I think people need to draw lines with disciplining, and realize that there are SOME things where it is appropriate to spank a child (SPANK NOT BEAT). I.E. They CONTINUE to break the same rule OVER and OVER.

My daughter has this really bad habit of chewing on electrical cords or unplugging them from the wall, and she just laughs when we tell her no, but if we slap her hand just enough to get our point across she doesn't go near them for at least a week.

another example is If the kid is throwing hard objects in the house and BREAKS a very expensive electronic such as a computer or tv.

But there are just to many people who take disciplining to far and cross that very obvious line and beat the kids that make everyone think it's not ok to discipline a kid and that it's harmful.
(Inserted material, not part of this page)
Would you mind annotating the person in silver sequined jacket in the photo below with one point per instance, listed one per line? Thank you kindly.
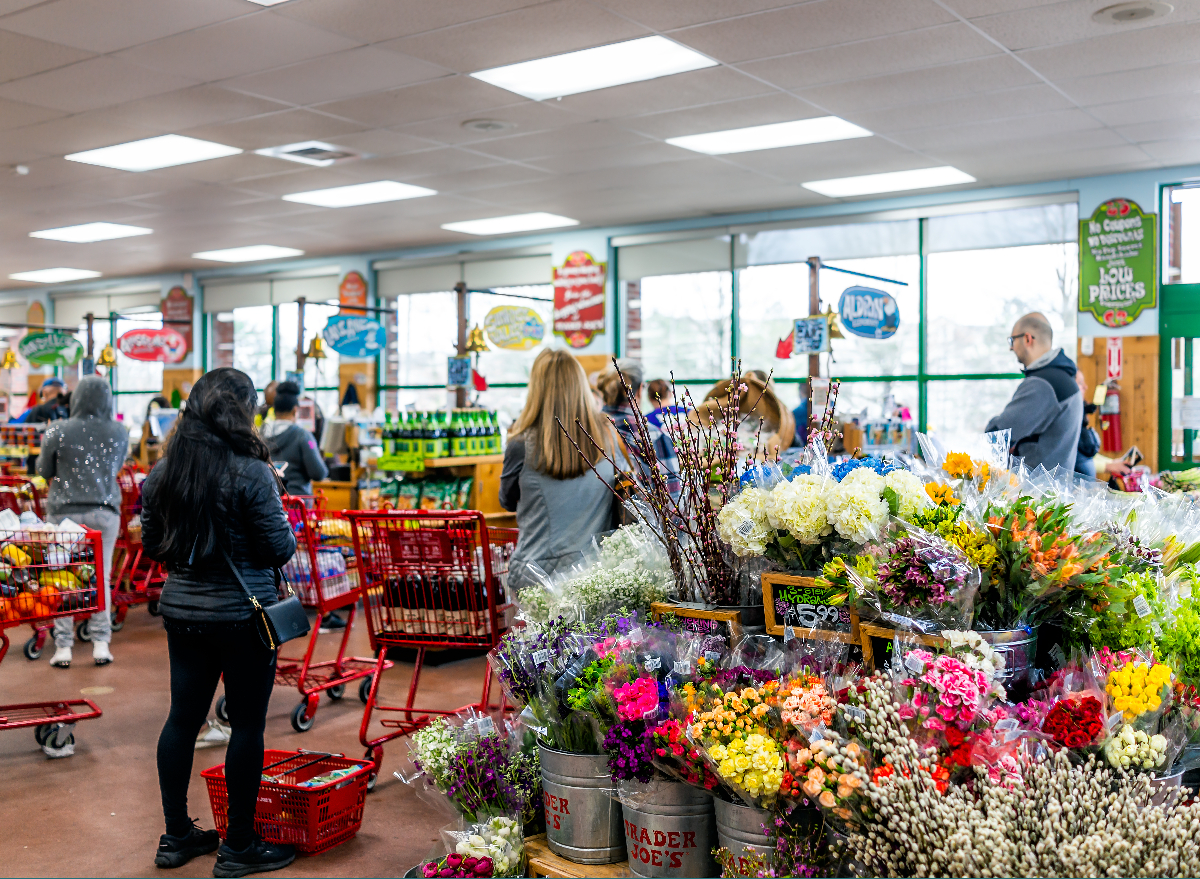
(81, 459)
Kids today definitely have an attitude problem. I see it at work every day when a kid throws a tantrum because Mom won't buy a toy...then Mom doesn't do anything about the tantrum and just leaves the kid sitting in the aisle! I had an instance like this several years ago. The child threw a tantrum because his mother wouldn't buy a toy, so he threw a tantrum in the toy aisle. Mom walked off leaving him there, so the kid starts throwing the toys around the aisle. The manager said something to the kid, and the kid very loudly yelled "F.... YOU!" Manager found the mother, told her that if the kid broke anything she would be responsible for paying. Mom got angry, took the kid (still screaming) and left in a huff. Guess we know where the kid got it.

I do agree that parents need to get back to basics with discipline. Parents let kids run the household and that's not how it's supposed to be.

I think that a lot of parents worry for naught about the whole CPS thing... If you don't hit your kid, no one has a reason to call them -- and hitting your kid is definitely not the only way to discipline them. Clark and I have established boundaries of acceptable behavior, and Boogie knows not to overstep. He knows that there are consequences to his actions -- which can be both good or bad. He knows that he is not to "get fresh" with adults or to hit people, and I don't have to resort to hitting him to keep this behavior in line. I have made the conscious decision to not use corporal punishment with my children, because I was literally beaten as a child, and I do not want to run the risk of losing control like my mother did... I don't think the problem is that other people dictate how we are allowed to discipline our children. I think the problem is that a great many people are too lazy to actually follow through and let their child be unhappy for as long as it takes to uphold the rules they want upheld. Maybe I am just a snob with an unusually well-behaved child, but I think that the discussions, time-outs, and "hairy eyeball" glares really have contributed to my child's behavior (for which I am often complimented in public).